Social Media Changing “Death Penalty” Or “Political” Views

Here at OSM, we often write articles on the subject of social media and the way in which sites such as Facebook and Twitter have been taken on by millions of people globally. For some users, one site over the other may be more favourable or there may be a percentage of you who use both. In the past we’ve given you news regarding events that may be announced and then live streamed on the sites, birth announcements, tributes to a passing star and even if sites may be enduring changes, this is the case with Facebook’s layout.
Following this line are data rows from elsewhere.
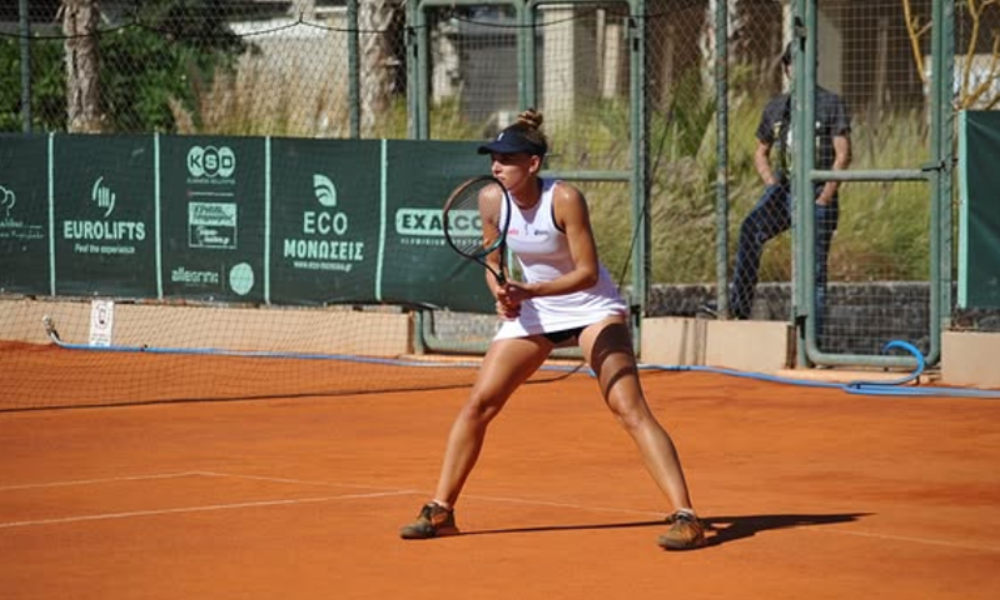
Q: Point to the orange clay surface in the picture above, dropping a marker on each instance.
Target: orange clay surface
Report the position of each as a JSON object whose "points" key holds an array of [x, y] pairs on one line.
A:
{"points": [[811, 493]]}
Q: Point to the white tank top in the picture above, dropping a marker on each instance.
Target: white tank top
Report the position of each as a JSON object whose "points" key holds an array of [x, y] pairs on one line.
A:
{"points": [[542, 253]]}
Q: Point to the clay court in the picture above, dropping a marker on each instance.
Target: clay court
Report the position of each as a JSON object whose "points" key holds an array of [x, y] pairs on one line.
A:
{"points": [[811, 493]]}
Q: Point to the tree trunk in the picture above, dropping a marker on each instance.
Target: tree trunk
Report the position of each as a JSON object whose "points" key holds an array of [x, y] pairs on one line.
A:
{"points": [[83, 84], [374, 19]]}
Today though, what we’ll about to report on, is a much talked about subject that some agree with, whilst others believe that there should be a stop to it and that’s the debate of the Death Penalty. The world of social media and the sites mentioned above, particularly that of Twitter are now being used for people to air their feelings, this was apparent yesterday and the days leading up to the death of Troy Davis.
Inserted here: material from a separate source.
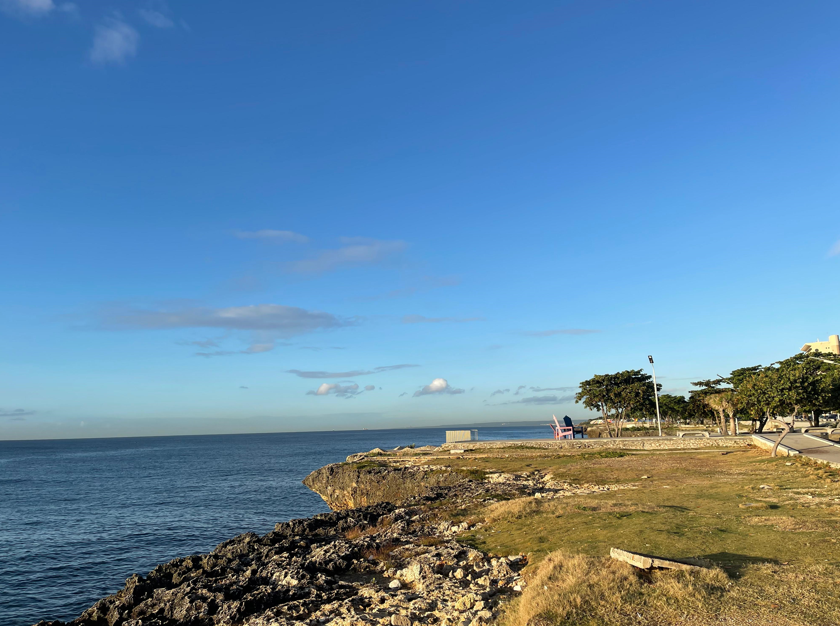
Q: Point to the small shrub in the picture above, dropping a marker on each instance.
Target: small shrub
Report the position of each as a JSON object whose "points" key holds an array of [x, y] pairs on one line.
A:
{"points": [[430, 541]]}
Last night, Troy Davis who had been on death row, was executed by lethal injection in Georgia, Atlanta. Following on from the death of an off-duty police officer Mark MacPhail, over time it seemed that witness statements had changed questioning whether Davis was in fact guilty of the crime. To this, Twitter had been inundated with tweets saying that the execution shouldn’t go ahead and Davis was an innocent man. The site according to bbc.co.uk, saw trending topics such as Troy Davis, No Evidence and Letter to Georgia.

Cases like the Davis one have caused uproar before now, but its the surge in users flocking to social media sites that’s caught the headlines. Past cases such as the execution of Karla Faye Tucker caused massive media attention as did the case of Mumia Abu-Jamal who had a death penalty sentence revoked to a normal prison term.

Professor Brian Southwell at North Carolina University was keen to comment on the Davis case by saying, “I’m not sure that 1,000 tweets or Facebook posts have the same power as one phone call. We’ve lowered the bar for activism. Now it’s a click away.”

Another of John Blume, Professor of History and Director of the Cornell University Death Penalty Centre said, “With social media, a lot more people heard about the Troy Davis case than they would have before this existed. Maybe they didn’t know about the case and weren’t involved in the efforts, but a lot more people now know what happened, and perhaps the increased awareness will have an corrosive effect on support for the death penalty down the road.”

Despite a barrage of tweets to stop the execution, it still went ahead, so will social media in the future really have any affect on such cases?

What are your thoughts on social media being used in this way?